Pre-Victorian London: the largest, richest, and dirtiest city on Earth is being over taken by a grotesque army of nameless monstrosities. Creatures brought to life by a mysterious cabal of Masonic Madmen known as the Brotherhood of Hecate. Wielding his trusty cudgel, a lone priest teams up with the daughter of a murdered colleague to track down Adam Crowley, leader of the brotherhood, and put an end to a horror three centuries old. I can’t help but love Nightmare Creatures. It has the most engrossing setting I’ve ever seen, the plot plays off a major historical event, and the action involves a priest kicking the crap out of zombies, werewolves, gigantic cockroaches, immense rats, and the occasional hellhound. Initially released almost two years ago for the Playstation, this title has been drastically improved for release on the Nintendo 64. Someone did their homework and recreated 19th Century London with such meticulous attention to detail that the murky alcoves and cobblestone streets are worth the price of the rental alone. Sights and sounds conspire to create a terribly discomforting and occasionally very frightening experience few titles have attempted to create. Unfortunately, this game suffers from grave, player-alienating flaws which must be understood before an impulse purchase can be recommended.
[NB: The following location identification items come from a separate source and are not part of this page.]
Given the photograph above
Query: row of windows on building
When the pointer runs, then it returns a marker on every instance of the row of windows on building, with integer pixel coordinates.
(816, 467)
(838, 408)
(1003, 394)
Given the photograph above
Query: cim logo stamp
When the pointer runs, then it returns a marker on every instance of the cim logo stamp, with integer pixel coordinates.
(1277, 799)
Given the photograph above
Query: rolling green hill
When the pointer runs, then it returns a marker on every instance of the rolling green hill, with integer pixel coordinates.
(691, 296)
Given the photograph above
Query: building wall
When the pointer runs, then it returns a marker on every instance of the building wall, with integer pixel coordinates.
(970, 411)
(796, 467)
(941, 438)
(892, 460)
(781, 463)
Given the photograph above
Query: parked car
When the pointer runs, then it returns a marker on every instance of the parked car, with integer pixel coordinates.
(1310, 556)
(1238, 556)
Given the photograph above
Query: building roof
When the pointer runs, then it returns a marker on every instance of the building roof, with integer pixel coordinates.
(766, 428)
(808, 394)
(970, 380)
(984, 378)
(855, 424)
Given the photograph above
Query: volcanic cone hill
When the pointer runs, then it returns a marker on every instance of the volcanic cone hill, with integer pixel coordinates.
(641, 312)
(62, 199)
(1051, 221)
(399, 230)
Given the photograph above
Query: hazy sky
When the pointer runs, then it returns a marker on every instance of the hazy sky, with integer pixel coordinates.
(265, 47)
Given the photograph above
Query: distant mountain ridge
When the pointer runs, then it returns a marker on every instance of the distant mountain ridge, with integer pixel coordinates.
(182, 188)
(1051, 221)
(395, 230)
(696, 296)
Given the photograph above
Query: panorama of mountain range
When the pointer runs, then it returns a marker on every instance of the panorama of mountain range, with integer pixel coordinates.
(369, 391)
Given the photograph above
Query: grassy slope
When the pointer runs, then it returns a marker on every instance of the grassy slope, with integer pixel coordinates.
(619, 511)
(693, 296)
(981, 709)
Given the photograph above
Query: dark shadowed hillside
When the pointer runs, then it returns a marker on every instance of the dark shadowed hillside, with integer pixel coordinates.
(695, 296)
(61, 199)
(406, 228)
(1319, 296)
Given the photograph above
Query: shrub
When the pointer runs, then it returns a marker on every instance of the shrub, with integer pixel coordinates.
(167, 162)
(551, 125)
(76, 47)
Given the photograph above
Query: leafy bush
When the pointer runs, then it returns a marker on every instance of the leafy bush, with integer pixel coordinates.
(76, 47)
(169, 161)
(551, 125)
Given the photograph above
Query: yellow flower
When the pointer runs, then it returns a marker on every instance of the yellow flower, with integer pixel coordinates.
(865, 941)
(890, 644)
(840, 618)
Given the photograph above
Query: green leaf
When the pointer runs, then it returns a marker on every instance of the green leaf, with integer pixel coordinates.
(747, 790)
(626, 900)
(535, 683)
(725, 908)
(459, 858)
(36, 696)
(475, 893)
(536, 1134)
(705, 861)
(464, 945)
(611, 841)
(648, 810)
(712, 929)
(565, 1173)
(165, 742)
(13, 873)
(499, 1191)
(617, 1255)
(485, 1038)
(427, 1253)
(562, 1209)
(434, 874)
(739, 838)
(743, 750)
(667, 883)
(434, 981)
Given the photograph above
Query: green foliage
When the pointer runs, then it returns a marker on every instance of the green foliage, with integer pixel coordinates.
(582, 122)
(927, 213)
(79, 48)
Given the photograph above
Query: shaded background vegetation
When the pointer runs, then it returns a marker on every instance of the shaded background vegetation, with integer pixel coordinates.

Foremost among the problems are the exceptionally tricky controls, which, while not incomprehensible, do make facing an opponent a challenge in itself and the occasionally confusing camera angles do nothing to remedy this condition. In addition, although greatly reduced from the original, the game is chock full of cheap deaths; many a great performance can be ruined when a simple miscalculation results in a dramatic drowning. Except for the final showdown with Crowley, the boss levels are thankfully rare, since they are badly designed and annoying. One completely baffling feature is the “Adrenaline Meter,” a blue line which steadily decreases as you move around. The only way to fill it is to kill a creature, and if it empties you become vulnerable to Crowley’s plague and lose energy until you die. Fortunately, this version allows the option of turning off this feature, since it effectively ruins the game by making level exploration nearly impossible.

Nightmare Creatures is essentially a three-dimensional fighting/adventure game, combining elements of Tekken and Tomb Raider. Puzzle-solving is restricted to a series of switches unlocking obscured catacombs that hide weapon upgrades and other goodies. Some of these nooks are the coolest parts of the game. Potential monotony is diffused by almost two dozen combo moves for each character and the deliciously excessive use of severed limbs; damage to each appendage is taken into account and a gruesome beheading or bisection can result from a rousing attack. Rather than blindly charging the strangely intelligent monsters, sneak around corners and lie in wait, springing out at the worst possible moment. It evokes that genuinely startling sensation moviemakers lost the art of some time ago. In addition, most of the fiends parry, counterattack, feint, and out-flank you with such rapidity that even the more feeble enemies pose a serious threat. Overall, an excellent hybrid between two radically different game genres.

As the first purely horror-oriented title for the 64, Nightmare Creatures is a mandatory rental and a good purchase if its problems can be overcome. It is superior to the original in every way except for the disappointing omission of an amazingly eerie opening movie, and the exceptional Crowley voice-over has been replaced by scrolling text. The improved graphics, more engrossing game play, and improved level design are a giant step closer to classic-ville. It’s a wonderfully thick slice of Lovecraftian menace, and a real standout on a system overpopulated by titles carefully groomed for universal appeal.